Kirby is an open-source content management system. Kirby's user permissions control which user role is allowed to perform specific actions to content models in the CMS. These permissions are defined for each role in the user blueprint (`site/blueprints/users/...`). It is also possible to customize the permissions for each target model in the model blueprints (such as in `site/blueprints/pages/...`) using the `options` feature. The permissions and options together control the authorization of user actions. Kirby provides the `pages.create`, `files.create` and `users.create` permissions (among others). These permissions can again be set in the user blueprint and/or in the blueprint of the target model via `options`. Prior to versions 4.9.0 and 5.4.0, Kirby allowed to override the `options` during the creation of pages, files and users by injecting custom dynamic blueprint configuration into the model data. The injected `options` could include `'create' => true`, which then caused an override of the permissions and options configured by the site developer in the user and model blueprints. The problem has been patched in Kirby 4.9.0 and Kirby 5.4.0. The patched versions have updated the normalization code that is used during the creation of pages, files and users to include a filter for the `blueprint` property. This prevents the injection of dynamic blueprint configuration into the creation request.
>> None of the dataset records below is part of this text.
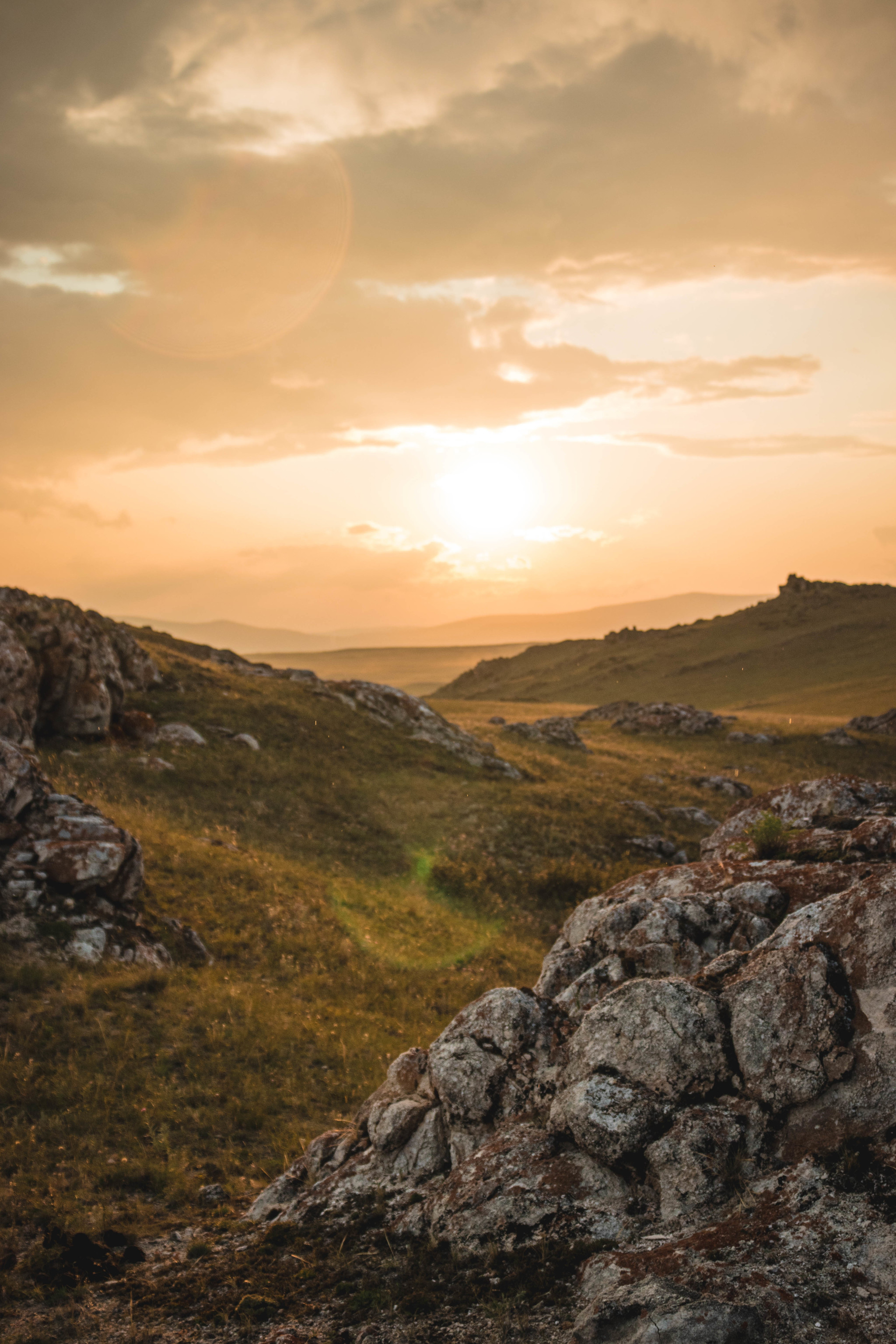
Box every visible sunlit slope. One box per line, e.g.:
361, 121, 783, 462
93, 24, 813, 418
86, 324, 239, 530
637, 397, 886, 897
254, 644, 537, 695
437, 581, 896, 715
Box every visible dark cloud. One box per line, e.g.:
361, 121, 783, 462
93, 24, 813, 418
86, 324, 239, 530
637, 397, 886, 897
0, 0, 896, 474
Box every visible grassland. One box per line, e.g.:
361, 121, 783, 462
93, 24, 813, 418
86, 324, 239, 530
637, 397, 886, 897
0, 629, 896, 1333
437, 583, 896, 722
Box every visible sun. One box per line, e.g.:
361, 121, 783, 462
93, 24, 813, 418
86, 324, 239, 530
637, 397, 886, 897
435, 457, 536, 540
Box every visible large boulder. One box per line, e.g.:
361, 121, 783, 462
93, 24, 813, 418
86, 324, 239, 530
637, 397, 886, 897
579, 700, 724, 738
0, 738, 171, 966
322, 677, 522, 780
700, 774, 896, 861
501, 714, 591, 751
250, 777, 896, 1344
0, 587, 158, 745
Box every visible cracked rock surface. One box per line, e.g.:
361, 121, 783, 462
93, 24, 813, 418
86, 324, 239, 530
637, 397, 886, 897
251, 776, 896, 1344
0, 587, 160, 746
0, 738, 171, 968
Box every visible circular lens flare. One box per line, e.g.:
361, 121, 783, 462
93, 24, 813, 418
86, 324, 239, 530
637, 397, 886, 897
112, 147, 350, 359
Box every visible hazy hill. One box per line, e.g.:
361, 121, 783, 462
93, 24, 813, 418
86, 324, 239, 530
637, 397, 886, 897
437, 575, 896, 714
256, 644, 529, 695
116, 593, 759, 656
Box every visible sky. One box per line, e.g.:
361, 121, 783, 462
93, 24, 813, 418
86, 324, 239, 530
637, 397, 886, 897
0, 0, 896, 630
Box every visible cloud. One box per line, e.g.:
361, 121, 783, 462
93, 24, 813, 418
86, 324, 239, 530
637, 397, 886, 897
0, 479, 130, 528
633, 434, 896, 457
0, 281, 818, 476
516, 523, 605, 546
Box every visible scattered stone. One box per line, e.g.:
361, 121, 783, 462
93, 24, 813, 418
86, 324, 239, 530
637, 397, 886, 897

This vulnerability carries a HIGH severity rating with a CVSS v3.1 score of 8.8, indicating it can be exploited remotely over the network with relatively low complexity without requiring user interaction requiring only low-level privileges . The vulnerability impacts confidentiality (data exposure), integrity (unauthorized modifications), and availability (service disruption) for affected systems. Impacting 1 product from getkirby organizations running these solutions should prioritize assessment and patching.
Reported in 2026, this vulnerability emerged during an era marked by increased sophistication in supply chain attacks, cloud infrastructure vulnerabilities, and software-as-a-service (SaaS) security challenges. Security practices during this period emphasized zero-trust architectures, container security, and API protection.
2026-04-24T01:16:12.427
2026-04-27T19:07:45.000
Analyzed
CVSSv3.1: 8.8 (HIGH)
| Type | Vendor | Product | Version/Range | Vulnerable? |
|---|---|---|---|---|
| Application | getkirby | kirby | < 4.9.0 | Yes |
| Application | getkirby | kirby | < 5.4.0 | Yes |
SecUtils normalizes and enriches National Vulnerability Database (NVD) records by standardizing vendor and product identifiers, aggregating vulnerability metadata from both NVD and MITRE sources, and providing structured context for security teams. For getkirby's affected products, we extract Common Platform Enumeration (CPE) data, Common Weakness Enumeration (CWE) classifications, CVSS severity metrics, and reference data to enable rapid vulnerability prioritization and asset correlation. This record contains no exploit code, proof-of-concept instructions, or attack methodologies—only defensive intelligence necessary for patch management, risk assessment, and security operations.